While neither side will say how much money they’ve raised or spent so far this year — they’ll have to disclose both early next month — both campaigns say they’re confident they’ll have enough to make their case to the public.
“We will have what we believe is necessary to defeat this reckless proposal,” said Steve Crawford, a chief strategist for Gov. Deval Patrick and spokesman for the Boston Teachers Union. Crawford is helping organize the opposition to the question.
Crawford says opponents don’t plan to make the same mistake they did six years ago when the question was first placed on the ballot. Back then, critics largely ignored the question, which was defeated by a narrow margin.
This time a coalition of unions, businesses, and civic groups are planning a full-on campaign against the measure.
“People have learned their lesson from the last time,” Crawford said. “We understand that people are frustrated with the economy, frustrated with the situation with foreclosures and the price of gasoline. We are concerned that that frustration might be reflected at the ballot box.”
Supporters of the question are also aware that times have changed since 2002.
They hope the state’s squishy economy, rising energy costs and lingering jitters over the foreclosure crisis — combined with overall skepticism about state government — will provide fertile territory for a voter revolt.
Carla Howell, chairwoman of the Committee For Small Government, wouldn’t say how much money the group has on hand to push the initiative, but said they’ll be able to make their case, although she said she expects to be outspent.
“People are hurting in this state. The economy is still in rough shape and that is going to motivate people to vote yes on Question One,” she said. “Clearly our opposition is going to outspend us considerably. We are hoping to raise as much as we can.”
The committee raised just over $203,000 during 2007 to help gather enough signatures to secure a slot on the November ballot.
An Associated Press review of campaign finance reports filed with the state found the group relied heavily on out-of-state donors.
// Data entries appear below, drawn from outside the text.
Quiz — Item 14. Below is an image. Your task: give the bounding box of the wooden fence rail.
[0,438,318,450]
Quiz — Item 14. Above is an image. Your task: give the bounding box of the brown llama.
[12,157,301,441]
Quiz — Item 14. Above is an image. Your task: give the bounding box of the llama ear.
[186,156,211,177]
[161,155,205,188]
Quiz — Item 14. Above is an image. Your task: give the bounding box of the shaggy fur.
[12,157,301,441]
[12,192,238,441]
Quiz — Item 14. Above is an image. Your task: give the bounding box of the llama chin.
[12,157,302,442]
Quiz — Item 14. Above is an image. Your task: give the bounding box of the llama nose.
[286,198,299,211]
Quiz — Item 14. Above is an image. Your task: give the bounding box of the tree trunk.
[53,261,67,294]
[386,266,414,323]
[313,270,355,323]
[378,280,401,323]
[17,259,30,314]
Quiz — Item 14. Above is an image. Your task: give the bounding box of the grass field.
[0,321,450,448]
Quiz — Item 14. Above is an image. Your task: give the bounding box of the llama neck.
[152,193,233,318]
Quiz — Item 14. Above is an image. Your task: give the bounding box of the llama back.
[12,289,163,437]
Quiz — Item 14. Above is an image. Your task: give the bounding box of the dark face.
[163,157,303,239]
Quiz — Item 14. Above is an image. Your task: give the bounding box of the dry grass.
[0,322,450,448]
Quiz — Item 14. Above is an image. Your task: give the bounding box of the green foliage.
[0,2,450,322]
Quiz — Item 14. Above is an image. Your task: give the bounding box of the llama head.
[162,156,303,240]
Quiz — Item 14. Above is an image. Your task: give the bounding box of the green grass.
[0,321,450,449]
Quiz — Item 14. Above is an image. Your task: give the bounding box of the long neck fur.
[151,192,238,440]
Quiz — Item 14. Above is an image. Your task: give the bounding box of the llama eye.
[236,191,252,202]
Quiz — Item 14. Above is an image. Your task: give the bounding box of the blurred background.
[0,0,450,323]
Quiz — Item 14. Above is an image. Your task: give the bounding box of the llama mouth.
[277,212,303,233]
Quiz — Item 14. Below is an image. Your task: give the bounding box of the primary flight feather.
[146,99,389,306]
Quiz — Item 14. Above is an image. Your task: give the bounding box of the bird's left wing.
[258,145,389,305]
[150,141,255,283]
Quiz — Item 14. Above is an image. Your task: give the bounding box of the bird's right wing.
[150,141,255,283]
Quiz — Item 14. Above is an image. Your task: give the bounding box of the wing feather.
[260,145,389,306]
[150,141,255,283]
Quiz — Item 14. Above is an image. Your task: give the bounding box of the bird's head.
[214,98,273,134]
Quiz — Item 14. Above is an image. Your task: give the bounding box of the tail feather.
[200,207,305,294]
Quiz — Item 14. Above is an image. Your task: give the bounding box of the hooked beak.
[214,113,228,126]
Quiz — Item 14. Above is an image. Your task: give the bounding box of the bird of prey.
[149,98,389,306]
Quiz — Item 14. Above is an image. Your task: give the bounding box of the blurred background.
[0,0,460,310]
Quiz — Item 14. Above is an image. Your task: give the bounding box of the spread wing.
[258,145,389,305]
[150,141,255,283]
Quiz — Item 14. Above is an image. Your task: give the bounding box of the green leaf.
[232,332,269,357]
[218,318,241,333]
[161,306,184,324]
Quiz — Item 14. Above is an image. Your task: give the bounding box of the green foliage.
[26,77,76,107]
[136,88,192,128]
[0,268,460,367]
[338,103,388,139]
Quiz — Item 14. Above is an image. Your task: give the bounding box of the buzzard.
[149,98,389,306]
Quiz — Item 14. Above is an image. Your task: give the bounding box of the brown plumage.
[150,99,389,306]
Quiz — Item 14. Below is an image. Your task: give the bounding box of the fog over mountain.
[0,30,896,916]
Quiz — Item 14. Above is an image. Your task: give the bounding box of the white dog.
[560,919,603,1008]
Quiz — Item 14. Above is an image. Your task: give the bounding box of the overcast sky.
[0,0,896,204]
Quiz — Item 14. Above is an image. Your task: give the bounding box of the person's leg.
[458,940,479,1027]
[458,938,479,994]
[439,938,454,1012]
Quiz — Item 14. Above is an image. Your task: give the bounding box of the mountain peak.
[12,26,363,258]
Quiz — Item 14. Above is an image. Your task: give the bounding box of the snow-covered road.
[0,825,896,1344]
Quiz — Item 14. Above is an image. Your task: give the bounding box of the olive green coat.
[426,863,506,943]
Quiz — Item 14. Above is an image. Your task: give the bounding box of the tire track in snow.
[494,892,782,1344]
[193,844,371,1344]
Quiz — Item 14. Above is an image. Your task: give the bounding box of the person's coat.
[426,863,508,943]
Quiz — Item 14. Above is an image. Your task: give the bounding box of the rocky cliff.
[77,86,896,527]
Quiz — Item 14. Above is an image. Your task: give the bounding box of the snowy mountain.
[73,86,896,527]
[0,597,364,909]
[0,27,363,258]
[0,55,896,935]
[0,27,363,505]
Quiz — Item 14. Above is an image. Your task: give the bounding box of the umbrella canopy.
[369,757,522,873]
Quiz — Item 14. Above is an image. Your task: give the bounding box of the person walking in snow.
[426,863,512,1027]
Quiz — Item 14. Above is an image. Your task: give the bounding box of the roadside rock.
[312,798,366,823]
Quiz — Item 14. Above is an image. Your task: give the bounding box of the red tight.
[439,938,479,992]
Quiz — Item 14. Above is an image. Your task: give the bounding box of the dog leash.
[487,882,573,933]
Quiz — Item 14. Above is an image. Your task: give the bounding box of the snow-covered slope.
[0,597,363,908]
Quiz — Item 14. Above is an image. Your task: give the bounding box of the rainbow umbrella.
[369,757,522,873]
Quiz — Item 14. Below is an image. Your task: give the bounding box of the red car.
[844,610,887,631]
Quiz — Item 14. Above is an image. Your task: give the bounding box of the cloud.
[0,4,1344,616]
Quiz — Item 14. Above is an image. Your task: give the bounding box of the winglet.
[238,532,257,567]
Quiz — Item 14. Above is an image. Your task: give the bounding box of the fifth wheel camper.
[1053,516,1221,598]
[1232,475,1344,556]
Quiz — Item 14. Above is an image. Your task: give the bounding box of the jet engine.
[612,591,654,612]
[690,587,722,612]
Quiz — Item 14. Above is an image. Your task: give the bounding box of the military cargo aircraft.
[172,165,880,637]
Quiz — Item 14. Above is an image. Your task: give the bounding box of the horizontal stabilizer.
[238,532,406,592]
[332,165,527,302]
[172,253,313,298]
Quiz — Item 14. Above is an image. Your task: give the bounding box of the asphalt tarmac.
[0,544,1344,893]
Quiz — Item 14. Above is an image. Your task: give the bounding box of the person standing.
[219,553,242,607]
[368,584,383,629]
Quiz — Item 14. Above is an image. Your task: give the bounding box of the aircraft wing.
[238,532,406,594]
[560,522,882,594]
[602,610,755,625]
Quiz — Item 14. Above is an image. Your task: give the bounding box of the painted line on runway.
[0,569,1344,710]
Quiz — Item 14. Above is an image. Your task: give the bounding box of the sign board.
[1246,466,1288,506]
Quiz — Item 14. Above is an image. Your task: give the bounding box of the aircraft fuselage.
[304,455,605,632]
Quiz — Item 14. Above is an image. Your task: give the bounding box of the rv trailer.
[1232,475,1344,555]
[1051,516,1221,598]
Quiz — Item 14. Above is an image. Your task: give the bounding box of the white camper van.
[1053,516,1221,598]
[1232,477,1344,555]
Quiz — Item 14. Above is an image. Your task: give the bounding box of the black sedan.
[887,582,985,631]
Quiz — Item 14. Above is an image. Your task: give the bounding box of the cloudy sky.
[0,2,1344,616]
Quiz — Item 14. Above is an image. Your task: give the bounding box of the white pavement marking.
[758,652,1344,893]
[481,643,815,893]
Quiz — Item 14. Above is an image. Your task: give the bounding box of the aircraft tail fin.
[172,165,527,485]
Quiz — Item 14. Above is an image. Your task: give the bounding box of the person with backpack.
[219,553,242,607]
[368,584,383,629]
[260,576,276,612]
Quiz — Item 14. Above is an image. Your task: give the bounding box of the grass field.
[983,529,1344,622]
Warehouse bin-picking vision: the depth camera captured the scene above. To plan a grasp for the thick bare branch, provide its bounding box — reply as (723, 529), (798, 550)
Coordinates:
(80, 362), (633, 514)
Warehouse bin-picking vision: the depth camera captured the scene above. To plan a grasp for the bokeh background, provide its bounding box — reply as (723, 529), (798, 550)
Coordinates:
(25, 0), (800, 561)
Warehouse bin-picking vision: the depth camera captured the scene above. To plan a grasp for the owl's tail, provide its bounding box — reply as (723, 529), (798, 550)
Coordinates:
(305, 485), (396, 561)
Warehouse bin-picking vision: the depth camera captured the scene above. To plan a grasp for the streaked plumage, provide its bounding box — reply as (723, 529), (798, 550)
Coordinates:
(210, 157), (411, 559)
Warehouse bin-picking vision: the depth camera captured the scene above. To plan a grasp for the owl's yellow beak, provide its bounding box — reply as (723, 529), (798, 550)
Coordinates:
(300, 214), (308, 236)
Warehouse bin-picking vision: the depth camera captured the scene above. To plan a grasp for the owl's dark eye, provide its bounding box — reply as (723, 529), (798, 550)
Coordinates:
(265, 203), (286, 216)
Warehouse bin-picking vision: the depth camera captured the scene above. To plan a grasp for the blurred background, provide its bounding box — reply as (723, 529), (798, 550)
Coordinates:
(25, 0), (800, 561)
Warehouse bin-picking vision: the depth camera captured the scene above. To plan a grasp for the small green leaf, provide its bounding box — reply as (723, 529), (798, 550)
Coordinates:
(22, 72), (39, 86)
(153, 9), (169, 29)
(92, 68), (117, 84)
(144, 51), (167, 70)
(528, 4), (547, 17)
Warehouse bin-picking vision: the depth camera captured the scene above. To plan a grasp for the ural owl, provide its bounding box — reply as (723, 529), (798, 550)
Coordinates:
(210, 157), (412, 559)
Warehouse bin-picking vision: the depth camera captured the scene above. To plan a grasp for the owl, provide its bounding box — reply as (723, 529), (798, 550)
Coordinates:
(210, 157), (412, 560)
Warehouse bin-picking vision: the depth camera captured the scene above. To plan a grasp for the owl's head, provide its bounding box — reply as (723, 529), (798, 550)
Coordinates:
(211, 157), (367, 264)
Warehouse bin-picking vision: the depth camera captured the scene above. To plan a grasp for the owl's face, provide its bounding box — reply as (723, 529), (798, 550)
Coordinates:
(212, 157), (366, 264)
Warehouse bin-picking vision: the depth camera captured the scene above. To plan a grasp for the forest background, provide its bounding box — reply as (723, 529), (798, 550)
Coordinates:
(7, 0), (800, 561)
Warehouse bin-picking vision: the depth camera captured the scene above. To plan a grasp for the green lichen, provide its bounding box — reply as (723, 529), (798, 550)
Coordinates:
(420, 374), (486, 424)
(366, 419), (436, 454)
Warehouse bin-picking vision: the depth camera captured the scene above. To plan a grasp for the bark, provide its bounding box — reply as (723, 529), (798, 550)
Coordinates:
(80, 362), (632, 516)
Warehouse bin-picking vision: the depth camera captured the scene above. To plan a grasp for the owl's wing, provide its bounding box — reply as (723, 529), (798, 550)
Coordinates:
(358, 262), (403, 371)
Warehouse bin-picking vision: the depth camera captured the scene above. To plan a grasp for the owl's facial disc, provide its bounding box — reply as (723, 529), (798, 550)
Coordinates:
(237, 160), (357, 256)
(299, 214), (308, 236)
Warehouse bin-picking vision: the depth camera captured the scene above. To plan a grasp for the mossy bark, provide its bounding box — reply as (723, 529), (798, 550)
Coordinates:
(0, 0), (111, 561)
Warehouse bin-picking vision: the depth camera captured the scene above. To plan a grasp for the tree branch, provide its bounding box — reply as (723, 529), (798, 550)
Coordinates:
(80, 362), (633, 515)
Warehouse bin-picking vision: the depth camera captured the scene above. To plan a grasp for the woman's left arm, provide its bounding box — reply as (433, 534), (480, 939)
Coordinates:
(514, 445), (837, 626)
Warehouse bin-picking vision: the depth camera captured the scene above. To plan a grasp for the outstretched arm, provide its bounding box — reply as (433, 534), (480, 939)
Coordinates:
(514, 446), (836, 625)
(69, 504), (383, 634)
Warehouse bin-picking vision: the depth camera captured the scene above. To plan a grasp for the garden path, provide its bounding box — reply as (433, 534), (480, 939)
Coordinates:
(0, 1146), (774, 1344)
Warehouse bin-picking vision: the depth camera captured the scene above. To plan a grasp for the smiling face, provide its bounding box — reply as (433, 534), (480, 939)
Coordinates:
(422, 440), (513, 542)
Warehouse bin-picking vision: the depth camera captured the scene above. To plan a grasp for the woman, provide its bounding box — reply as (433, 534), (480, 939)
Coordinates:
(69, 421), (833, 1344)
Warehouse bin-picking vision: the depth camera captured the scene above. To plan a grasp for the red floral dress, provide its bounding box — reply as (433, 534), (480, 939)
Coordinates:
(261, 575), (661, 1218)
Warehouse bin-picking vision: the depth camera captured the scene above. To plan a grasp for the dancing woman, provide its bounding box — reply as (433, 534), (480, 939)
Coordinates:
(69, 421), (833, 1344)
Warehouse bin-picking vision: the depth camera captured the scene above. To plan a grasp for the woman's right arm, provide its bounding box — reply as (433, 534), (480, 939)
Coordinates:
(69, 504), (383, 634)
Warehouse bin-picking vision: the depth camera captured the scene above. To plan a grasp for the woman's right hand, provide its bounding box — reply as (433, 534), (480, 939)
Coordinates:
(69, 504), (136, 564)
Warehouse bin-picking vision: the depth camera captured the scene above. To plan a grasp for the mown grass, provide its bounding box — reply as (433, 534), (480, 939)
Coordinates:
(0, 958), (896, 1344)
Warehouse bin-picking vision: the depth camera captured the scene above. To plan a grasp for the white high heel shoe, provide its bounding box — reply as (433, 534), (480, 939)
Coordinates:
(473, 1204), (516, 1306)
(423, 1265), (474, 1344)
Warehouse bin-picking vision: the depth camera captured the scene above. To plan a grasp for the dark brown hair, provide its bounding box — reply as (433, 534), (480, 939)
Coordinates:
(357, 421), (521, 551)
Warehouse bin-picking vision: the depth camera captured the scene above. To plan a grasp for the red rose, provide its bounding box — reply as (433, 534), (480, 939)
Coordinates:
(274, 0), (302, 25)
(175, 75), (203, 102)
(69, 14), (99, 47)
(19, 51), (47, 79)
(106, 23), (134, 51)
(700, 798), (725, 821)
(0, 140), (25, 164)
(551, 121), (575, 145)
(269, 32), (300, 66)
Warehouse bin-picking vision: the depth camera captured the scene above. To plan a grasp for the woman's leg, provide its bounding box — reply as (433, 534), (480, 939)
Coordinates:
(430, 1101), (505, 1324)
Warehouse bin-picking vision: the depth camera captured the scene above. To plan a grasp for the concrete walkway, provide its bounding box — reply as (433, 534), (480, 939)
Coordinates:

Of the $192,000 in itemized donations to the campaign, about $133,000, or 69 percent came from outside Massachusetts.
Some of the biggest donors hailed from as far away as California. Five individuals from California contributed a total of about $70,000.
Howell defended the out-of-state donations, saying the final decision will be in the hands of Massachusetts voters.
“All statewide campaigns have out-of-state donors,” she said.
The proposal would slash the state’s revenues, lopping off 40 percent of the money Massachusetts takes in each year, an $11 billion blow that would ripple throughout state government and, critics say, cripple its ability to deliver key services.
But backers say there’s a big upside.
Not only would state government learn to live on a leaner diet, they say, but taxpayers would give themselves about a $3,600 tax break — money they could spend as they see fit.
Recent polls suggest that neither side can afford to sit on their hands.
A WHDH-TV and Suffolk University poll conducted from July 31-Aug. 3 with 400 registered voters, found 50 percent opposed to the question, 36 percent in favor and 15 percent undecided. The poll had a margin of error of plus or minus 5 percentage points.
A second poll conducted by WBZ-TV found a much tighter race.
When asked “Should Massachusetts continue to have a state income tax?” voters split nearly even, with 47 percent saying “yes” and 45 percent saying “no” — well within the poll’s 4.5 percent margin of error.
Massachusetts voters have a mixed history of approving tax cuts. They rejected the 2002 question, but in 2000 overwhelmingly backed a proposal to cut the state income tax from 5.95 percent to 5 percent over three years. Lawmakers eventually froze the rate at 5.3 percent.